Larryはまた、今年Jamesが誕生日プレゼントに一番欲しいものは新型の吸塵機だと言っていた。

広東人にはこういう言葉ある。「三歳定八十」(三つ子の魂百まで?)

おじいちゃんは優秀な現場監督であり、木工であり、配水配電の専門家だ。孫が機械方面の細胞を受け継いでいたとしても何ら不思議はない。
でも同様に、もし彼が全くそういう方面の才能がなかったとしても、これもまた不思議ではない。
3歳で(人生が)決まるなら、それは彼個人、彼自身の「運命」だろう。

でも人生がおそらくこんな風に運命が決まってると想像したら、どうしようもないと感じはしないか?
人は、生まれた後の教えや、培うものによって、万人に尊敬されるような偉人に成ることもできる。
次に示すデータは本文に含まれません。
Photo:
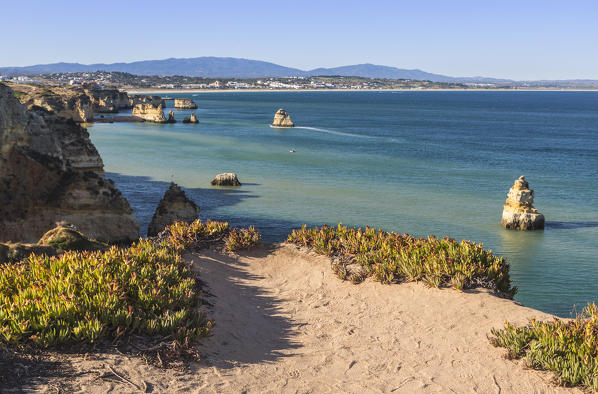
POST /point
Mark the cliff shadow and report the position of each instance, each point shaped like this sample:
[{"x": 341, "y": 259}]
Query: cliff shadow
[
  {"x": 568, "y": 225},
  {"x": 144, "y": 195},
  {"x": 251, "y": 326}
]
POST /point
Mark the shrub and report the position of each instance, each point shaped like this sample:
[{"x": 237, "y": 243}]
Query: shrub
[
  {"x": 568, "y": 348},
  {"x": 391, "y": 257},
  {"x": 244, "y": 238},
  {"x": 200, "y": 234},
  {"x": 85, "y": 296}
]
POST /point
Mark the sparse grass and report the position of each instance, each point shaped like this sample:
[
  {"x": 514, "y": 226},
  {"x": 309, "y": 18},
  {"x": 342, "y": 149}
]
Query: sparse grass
[
  {"x": 391, "y": 257},
  {"x": 567, "y": 348}
]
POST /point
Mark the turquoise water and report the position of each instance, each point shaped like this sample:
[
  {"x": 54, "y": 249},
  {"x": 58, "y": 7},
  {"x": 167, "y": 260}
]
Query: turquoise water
[{"x": 417, "y": 162}]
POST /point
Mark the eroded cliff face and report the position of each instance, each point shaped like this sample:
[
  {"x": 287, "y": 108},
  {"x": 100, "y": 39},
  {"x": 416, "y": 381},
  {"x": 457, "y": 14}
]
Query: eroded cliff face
[
  {"x": 50, "y": 172},
  {"x": 108, "y": 100},
  {"x": 150, "y": 113},
  {"x": 70, "y": 103},
  {"x": 175, "y": 206},
  {"x": 184, "y": 103},
  {"x": 142, "y": 99}
]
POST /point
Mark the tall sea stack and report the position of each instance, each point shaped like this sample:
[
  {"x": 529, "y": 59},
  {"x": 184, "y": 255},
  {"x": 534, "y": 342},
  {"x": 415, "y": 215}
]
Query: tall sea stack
[
  {"x": 282, "y": 119},
  {"x": 519, "y": 212}
]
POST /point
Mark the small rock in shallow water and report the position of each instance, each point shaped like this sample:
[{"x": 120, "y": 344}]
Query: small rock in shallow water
[{"x": 226, "y": 179}]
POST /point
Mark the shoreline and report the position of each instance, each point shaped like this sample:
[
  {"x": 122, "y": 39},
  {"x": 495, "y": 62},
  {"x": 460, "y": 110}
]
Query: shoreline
[
  {"x": 176, "y": 91},
  {"x": 286, "y": 323}
]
又、後天的な誘惑、害毒などで、どうしようもない人間になることもある。
しかし、ある天性の才能は自然に生まれ持ってきたもので、悪くもできないし、良くもできない。

Jamesの家電に対する興味というのは天賦のもので、無理に持つこともできないし、捨てることもできない。正に僕らはどんな興味が生まれるかは無理にはできない。京劇が好きとか、ドリアンを食べるのをやめるとか、突然犬を飼いたくなるとか、ダンスを辞めるとか、すぐにアクティブになるとか、黒が好きでなくなるとか、突然台所で料理をするとか、突然料理をしなくなるとか、すごくキスが好きとか、特にキスが好きではないとか、あるいは、、、あるいは、、、あるいは、、、あるいは、、、、。たくさんのあるいはがある。

この道理がわかった。僕はここに一つの約束をしよう。

将来、僕の子供が生まれつき左利きでも右利きでも、そのままでいい。
生まれつき外向的でも、内向的でも、それは問題ではない。
生まれつき辛いものが好きでも、甘いものが好きでも、それは彼の天性。
生まれつきロックが好きでも、クラシックが好きでも、気にしない。
生まれつき異性愛者でも、同性愛者でも、バイセクシャルでも、心から彼を祝福し、彼が最愛の人を見つけるのを喜ぶ。

何であれ、結局のところ関係ないんだ。
ただ、彼が健康で、幸せで、たくさんの愛に恵まれていれば、それでいい。
成功、失敗はなおさら問題外だ。

僕は心から、無条件に彼を愛する。
ただ、彼が悪い人間にならず、他人を傷付けなければ、それでいい。